# Hid or Hps



## Daboss (Mar 3, 2006)

Im hesitating between a metal halide 400 watts or a 250watts Hps. im not sure which one is best but their is a huge price diference between the 2. Can anyone give me advice on which Hid to pick from or if i should by the Hps?


----------



## Mutt (Mar 3, 2006)

Well, thats a tough question. HPS gives you more lumens for your buck. but during veg. the MH gives you the right spectrum. If going through a full grow get the HPS. IMO. More bang for the buck. 
Try Insidesun.com. you'll find the HPS is cheaper for the bulb and ballast than an MH. With a 400W HPS you can get an MH conversion bulb that will get you through a full grow great.


----------



## Daboss (Mar 3, 2006)

alright thx hope my plants all like it cause my wallet is gonna take a hit.


----------



## Mutt (Mar 3, 2006)

If it sets you mind to ease here is a link for some really cheap hids.
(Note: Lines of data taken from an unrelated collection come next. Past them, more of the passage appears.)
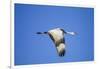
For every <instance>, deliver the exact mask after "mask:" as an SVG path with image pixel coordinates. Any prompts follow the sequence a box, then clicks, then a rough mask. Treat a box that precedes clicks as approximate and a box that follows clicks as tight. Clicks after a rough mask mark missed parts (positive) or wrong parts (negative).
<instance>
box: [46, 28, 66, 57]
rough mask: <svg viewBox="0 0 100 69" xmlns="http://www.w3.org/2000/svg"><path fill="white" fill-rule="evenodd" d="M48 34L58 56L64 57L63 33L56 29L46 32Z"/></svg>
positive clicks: (58, 29) (63, 43)
mask: <svg viewBox="0 0 100 69" xmlns="http://www.w3.org/2000/svg"><path fill="white" fill-rule="evenodd" d="M48 33H49V36H50V37H51V39H52V40H53V42H54V44H55V46H56V49H57V52H58V54H59V56H64V54H65V39H64V33H63V31H62V30H61V29H60V28H56V29H53V30H50V31H48Z"/></svg>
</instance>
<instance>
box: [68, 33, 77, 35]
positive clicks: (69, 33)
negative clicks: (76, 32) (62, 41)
mask: <svg viewBox="0 0 100 69" xmlns="http://www.w3.org/2000/svg"><path fill="white" fill-rule="evenodd" d="M67 34H70V35H76V34H77V33H76V32H67Z"/></svg>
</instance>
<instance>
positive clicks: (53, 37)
mask: <svg viewBox="0 0 100 69" xmlns="http://www.w3.org/2000/svg"><path fill="white" fill-rule="evenodd" d="M36 34H46V35H49V36H50V38H51V39H52V41H53V43H54V44H55V47H56V50H57V52H58V55H59V56H64V55H65V51H66V50H65V38H64V35H65V34H70V35H75V34H76V33H75V32H67V31H65V30H64V29H61V28H55V29H51V30H49V31H47V32H37V33H36Z"/></svg>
http://www.e-conolight.com/Product/EFamily.asp


----------



## Hick (Mar 4, 2006)

daboss...If you don't mind purchasing.."online", it really pays to shop around. I haven't checked any of those links, but you should find a 400 hps for 'under a hundred bucks'..remote ballist, socket fixture, hood 'n all.


----------



## Weeddog (Mar 4, 2006)

Mutt said:
			
		

> If it sets you mind to ease here is a link for some really cheap hids.
> 
> http://www.e-conolight.com/Product/EFamily.asp


They have ballast kits for a reasonable price.  If you can build your own fixture you can save some $$.


----------



## Mutt (Mar 4, 2006)

Weeddog said:
			
		

> They have ballast kits for a reasonable price. If you can build your own fixture you can save some $$.


 
Make sure you get the one that includes the igniter


----------



## Daboss (Mar 4, 2006)

im pretty sure ill buy online, ill just save up and hopefully ill get my money out of it.


----------



## Daboss (Mar 4, 2006)

thx for ur help guys i appreciate with it i wouldnt of been able to grow my beautifull plant, ill have pics out by tomorrow.


----------